The fact that 2012 represents the end of the Mayan calendar—and presumably the end of the world—is perhaps fitting for the next presidential election. Next year may well be the last chance conservatives have to avert economic catastrophe from befalling the United States of America.
A brief period in the nineteen nineties withstanding, the U.S. federal government—along with many state and local governments across the country—has been spend-thrift since the Great Depression.
America has borrowed money beyond her ability to repay. She has reached her debt ceiling. Both her debt and her trade deficit are into the trillions of dollars. That’s a thousand times a billion, or a hundred thousand times a million.
Foreign countries such as China, Japan, the United Kingdom and OPEC nations (e.g., Saudi Arabia) own about 47 percent, or a little less than half of the total public debt owed by the United States. The American public owns the rest.
The value of the American dollar continues to fall as it’s routinely borrowed against other foreign currencies. Pretty soon, our dollar will be worth less than the Chinese yuan, the Japanese yen or perhaps even the Euro. When that happens, who will want to buy any more of our debt from us?
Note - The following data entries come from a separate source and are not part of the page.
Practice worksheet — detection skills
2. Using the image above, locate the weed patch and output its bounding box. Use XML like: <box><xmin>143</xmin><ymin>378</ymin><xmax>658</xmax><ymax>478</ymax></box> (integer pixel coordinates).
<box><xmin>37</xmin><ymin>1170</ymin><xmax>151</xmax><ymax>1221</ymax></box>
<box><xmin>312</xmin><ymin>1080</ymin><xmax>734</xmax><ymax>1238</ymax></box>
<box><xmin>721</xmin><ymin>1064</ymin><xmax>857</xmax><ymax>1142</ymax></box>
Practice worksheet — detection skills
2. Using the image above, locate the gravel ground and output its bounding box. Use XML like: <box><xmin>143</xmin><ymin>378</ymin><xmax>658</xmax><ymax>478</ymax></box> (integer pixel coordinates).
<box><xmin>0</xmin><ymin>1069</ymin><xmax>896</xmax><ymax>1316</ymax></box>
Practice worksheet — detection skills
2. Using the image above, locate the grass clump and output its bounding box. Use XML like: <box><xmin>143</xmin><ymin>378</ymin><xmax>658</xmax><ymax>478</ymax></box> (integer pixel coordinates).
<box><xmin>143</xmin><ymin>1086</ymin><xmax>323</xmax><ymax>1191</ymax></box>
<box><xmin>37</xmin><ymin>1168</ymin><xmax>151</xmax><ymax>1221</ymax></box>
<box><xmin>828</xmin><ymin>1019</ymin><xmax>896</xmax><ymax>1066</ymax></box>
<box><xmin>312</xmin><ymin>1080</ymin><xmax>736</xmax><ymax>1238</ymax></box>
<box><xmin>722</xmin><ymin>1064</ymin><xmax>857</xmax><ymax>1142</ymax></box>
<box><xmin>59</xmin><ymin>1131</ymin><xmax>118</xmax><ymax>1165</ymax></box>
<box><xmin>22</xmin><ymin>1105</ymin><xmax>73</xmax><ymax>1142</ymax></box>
Rather, those interests will begin demanding payback.
The more we continue to spend in the manner that we have for the past several decades, the faster we will get to the point where our creditors will no longer accept any more debt. They will want to be paid back for what we owe them.
The question is when.
When should the U.S. Congress and the President stop the current pattern of spending that has not only become chronic, but habitual? When should our elected officials start thinking more about their nation’s indebtedness and less about the next election?
I submit that the time is now. Actually, it was yesterday, but that’s water under the bridge now. All we have left are today and tomorrow.
The current presidential administration has demonstrated about the same commitment to fiscal responsibility and discipline as the last one. Can America last much beyond 2012 if the same people with the same fiscal mentality continue to make economic decisions for the rest of us?
I feign to think not…and I perish the thought.
Something has to give in this next year or so, because if nothing changes toward better fiscal discipline in the next two years, then I am left to wonder what America may look like in another decade. Will she exist at all the way we know her today?
These are questions I hope everyone of us—left, right or center—has the courage to ask in the upcoming general election.